By: Andrew Glenny
Medical professionals are occasionally confronted with barriers to ideal treatment for patients caused by patents. These cases are usually caused by inability to use certain prescriptions or methods due to a patent that claims them. This problem is usually alleviated with the licensing of that product to be distributed in hospitals. One problem is that gene patents are not licensed so research and other medical research needs to be sent to the company with the patent to be worked on. This can cause great delays for people with serious medical issues.
In some cases people have had to ship their samples from Canada all the way to the United States to have research and work done. This process is very expensive and slow, which greatly inconveniences those affected.
The Supreme Court of the United States ruled in June of 2013 that patents on naturally occurring genetic material are not valid. The Court has consistently found that the discovery of things found naturally occurring in nature is not patentable subject matter. This does not prevent companies in the United States from securing patents in other countries that do identify DNA as patentable subject matter.

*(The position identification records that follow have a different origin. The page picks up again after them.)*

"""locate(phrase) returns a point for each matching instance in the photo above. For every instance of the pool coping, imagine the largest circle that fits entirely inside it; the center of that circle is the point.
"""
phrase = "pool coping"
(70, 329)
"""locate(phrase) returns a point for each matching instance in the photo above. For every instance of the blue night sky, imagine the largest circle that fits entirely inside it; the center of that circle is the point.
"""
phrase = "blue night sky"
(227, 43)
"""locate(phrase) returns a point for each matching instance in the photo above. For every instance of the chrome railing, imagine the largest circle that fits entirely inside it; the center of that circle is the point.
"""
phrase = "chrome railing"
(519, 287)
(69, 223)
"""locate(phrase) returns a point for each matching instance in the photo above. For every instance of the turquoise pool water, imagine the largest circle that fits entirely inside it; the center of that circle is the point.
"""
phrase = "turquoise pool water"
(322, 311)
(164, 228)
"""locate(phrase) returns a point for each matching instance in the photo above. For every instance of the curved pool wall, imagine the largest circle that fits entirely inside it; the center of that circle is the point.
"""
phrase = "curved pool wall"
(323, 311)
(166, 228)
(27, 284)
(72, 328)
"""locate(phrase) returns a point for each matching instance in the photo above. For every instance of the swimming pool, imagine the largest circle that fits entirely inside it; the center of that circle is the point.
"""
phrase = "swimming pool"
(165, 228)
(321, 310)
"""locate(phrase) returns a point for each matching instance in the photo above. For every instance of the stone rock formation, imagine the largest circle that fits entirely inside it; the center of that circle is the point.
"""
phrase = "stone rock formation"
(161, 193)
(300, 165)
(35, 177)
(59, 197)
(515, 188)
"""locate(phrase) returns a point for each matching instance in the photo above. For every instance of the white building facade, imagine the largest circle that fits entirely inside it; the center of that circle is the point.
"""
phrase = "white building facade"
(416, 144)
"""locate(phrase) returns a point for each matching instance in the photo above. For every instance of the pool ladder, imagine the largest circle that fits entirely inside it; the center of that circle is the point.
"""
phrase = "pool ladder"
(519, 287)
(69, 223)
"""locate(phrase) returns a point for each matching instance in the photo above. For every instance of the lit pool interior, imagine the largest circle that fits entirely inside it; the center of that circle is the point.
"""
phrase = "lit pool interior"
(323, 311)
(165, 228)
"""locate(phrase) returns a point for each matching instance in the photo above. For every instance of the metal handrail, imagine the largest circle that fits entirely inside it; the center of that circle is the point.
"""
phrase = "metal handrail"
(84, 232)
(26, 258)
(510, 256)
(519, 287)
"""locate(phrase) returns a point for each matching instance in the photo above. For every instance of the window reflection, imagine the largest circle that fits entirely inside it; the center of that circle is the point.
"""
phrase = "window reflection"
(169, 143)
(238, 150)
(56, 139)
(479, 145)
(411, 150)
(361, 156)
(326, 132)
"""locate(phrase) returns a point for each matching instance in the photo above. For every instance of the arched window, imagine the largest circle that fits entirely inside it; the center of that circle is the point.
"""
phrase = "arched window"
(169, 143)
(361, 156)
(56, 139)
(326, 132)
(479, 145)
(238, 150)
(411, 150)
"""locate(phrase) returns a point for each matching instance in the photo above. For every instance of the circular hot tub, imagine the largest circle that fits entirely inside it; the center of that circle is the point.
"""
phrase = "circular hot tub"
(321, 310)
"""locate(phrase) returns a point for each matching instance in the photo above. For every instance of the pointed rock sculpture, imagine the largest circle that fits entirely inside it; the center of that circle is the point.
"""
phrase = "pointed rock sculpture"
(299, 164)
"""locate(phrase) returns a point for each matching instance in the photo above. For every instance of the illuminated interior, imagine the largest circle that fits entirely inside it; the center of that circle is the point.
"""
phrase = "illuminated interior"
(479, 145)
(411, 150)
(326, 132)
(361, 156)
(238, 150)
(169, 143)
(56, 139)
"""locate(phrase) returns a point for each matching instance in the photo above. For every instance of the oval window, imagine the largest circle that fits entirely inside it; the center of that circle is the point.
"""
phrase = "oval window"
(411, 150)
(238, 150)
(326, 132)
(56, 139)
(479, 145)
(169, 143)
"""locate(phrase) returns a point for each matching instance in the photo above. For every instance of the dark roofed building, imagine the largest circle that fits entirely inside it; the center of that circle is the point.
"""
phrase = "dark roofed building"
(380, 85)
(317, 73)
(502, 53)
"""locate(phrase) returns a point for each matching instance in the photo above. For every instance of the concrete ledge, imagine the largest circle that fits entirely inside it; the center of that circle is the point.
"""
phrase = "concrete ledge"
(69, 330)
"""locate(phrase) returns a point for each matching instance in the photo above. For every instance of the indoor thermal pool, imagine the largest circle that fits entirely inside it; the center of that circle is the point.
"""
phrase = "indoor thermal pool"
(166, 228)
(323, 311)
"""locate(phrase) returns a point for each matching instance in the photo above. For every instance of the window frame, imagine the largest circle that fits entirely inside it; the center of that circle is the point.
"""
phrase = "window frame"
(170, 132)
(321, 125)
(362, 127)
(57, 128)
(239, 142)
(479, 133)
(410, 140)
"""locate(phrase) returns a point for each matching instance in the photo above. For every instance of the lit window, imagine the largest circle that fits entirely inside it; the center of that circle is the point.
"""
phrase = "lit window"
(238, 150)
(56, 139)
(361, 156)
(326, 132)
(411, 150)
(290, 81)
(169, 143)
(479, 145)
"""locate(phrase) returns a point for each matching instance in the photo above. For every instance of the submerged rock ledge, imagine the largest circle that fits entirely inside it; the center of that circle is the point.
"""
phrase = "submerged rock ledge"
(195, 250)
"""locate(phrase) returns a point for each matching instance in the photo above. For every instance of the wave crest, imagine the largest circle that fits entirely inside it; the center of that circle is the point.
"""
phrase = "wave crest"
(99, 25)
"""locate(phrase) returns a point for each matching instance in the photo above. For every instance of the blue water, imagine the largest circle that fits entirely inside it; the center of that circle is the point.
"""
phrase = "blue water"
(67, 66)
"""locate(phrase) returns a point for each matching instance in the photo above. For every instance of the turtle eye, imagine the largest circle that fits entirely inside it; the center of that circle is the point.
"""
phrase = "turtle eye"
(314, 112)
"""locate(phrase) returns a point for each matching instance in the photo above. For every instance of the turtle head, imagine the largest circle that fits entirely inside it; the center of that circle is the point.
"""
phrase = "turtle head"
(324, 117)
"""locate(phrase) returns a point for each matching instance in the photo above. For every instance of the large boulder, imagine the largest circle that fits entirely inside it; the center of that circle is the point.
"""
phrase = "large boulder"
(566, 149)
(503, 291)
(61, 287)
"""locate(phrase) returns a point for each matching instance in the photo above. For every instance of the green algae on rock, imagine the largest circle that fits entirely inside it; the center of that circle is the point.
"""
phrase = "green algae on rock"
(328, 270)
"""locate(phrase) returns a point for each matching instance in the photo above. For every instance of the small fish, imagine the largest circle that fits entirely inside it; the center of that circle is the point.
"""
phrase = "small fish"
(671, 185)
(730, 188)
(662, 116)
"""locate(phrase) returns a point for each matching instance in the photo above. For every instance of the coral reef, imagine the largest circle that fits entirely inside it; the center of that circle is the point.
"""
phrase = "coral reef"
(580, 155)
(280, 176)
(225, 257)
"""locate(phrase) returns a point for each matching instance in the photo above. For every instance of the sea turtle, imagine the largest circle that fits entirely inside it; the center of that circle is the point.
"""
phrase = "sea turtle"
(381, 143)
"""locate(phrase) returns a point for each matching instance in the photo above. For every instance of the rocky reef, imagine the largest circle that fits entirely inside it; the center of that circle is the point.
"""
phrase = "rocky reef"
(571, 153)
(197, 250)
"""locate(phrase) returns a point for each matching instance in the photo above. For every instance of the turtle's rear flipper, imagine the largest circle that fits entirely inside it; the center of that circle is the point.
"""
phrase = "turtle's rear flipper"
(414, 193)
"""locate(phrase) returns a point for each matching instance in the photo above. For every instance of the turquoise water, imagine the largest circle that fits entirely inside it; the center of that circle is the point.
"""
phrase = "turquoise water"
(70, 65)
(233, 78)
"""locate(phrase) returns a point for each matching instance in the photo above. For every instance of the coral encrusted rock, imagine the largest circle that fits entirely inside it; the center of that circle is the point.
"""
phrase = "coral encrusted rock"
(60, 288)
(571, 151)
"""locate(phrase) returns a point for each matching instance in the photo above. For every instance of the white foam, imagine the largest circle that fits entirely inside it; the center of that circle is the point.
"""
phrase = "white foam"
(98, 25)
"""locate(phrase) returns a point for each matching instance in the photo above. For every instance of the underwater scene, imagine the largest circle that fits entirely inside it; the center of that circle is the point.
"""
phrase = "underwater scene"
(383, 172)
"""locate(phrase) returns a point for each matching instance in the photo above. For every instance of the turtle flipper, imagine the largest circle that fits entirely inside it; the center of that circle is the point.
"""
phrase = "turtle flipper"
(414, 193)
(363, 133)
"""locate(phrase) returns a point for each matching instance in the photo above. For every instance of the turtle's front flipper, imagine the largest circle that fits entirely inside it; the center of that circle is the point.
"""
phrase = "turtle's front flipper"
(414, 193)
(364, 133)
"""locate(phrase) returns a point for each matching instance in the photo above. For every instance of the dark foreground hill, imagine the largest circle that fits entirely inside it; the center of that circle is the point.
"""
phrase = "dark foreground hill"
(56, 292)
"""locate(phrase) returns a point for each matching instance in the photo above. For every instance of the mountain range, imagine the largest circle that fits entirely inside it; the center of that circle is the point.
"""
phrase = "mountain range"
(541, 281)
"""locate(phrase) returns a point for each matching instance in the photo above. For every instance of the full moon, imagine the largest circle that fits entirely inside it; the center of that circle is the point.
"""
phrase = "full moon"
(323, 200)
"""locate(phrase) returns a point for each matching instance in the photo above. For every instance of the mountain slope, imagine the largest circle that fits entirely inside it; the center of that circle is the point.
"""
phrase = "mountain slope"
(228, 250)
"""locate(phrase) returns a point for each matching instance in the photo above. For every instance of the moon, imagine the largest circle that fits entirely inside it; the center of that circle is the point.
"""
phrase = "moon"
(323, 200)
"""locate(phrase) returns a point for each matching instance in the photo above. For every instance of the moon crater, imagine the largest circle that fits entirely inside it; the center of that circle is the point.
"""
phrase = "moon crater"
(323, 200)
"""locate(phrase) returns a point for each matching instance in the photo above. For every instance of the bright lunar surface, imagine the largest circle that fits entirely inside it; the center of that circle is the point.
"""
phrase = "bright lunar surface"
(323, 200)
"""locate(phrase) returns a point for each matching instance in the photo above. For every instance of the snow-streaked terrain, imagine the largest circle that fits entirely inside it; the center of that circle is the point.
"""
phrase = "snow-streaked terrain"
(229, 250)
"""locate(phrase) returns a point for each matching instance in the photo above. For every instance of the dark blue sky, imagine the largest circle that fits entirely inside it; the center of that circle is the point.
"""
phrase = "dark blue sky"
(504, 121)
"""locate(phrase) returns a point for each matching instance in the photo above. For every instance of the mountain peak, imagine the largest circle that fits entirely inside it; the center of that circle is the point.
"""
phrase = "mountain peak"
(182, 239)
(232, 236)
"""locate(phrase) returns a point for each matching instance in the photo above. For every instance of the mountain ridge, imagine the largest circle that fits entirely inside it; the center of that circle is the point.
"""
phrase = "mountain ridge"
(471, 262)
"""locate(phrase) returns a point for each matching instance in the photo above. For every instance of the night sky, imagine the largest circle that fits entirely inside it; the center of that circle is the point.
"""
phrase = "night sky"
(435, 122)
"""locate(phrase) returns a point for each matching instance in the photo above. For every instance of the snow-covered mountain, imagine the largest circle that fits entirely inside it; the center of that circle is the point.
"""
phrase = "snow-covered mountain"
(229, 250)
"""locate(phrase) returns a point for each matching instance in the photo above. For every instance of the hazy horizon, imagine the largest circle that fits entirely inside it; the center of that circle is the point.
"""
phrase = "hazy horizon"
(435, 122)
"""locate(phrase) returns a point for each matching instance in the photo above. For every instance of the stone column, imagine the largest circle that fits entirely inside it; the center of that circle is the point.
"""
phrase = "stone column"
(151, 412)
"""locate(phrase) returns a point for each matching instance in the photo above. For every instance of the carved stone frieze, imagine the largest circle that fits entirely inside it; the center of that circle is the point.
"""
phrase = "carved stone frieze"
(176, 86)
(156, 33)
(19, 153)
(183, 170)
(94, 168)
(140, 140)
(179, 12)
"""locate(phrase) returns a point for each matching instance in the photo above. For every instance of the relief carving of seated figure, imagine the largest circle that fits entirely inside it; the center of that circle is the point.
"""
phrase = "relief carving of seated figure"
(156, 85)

Patents on naturally occurring genetic material have been widely unpopular throughout the world. The European Union has found that genetic material can be patented so long as it has been created by a technical process or isolated from the human body. This leaves the ability to patent genetic material open. The Federal Court of Australia has ruled that naturally occurring genetic material is entirely patentable.
Japan has found genetic material patentable with two important conditions, the subject matter of the patent must have potential to be used commercially and it the subject matter cannot be a medical activity. This ensures that the public is not put through an undue burden when they need medical help.
It has long been held that discovery of a naturally occurring property of nature is not patentable subject matter. That principle is based on the idea that in order to deserve a patent the applicant must have invented something, not simply find it. That is one of the biggest reasons why many countries are so apprehensive about allowing patents on genetic material. To get around that many countries have created clauses allowing patents on genetic material as long as it was made, not discovered.
The other primary concern is that allowing patents on human genetics or genetics in general, treats life as a commodity. This is more of an ethical question than a legal one but analogies can be drawn to slavery. Since patent law is strict liability, the mere existence of a patented creation without approval of a patent holder is a violation of the patent.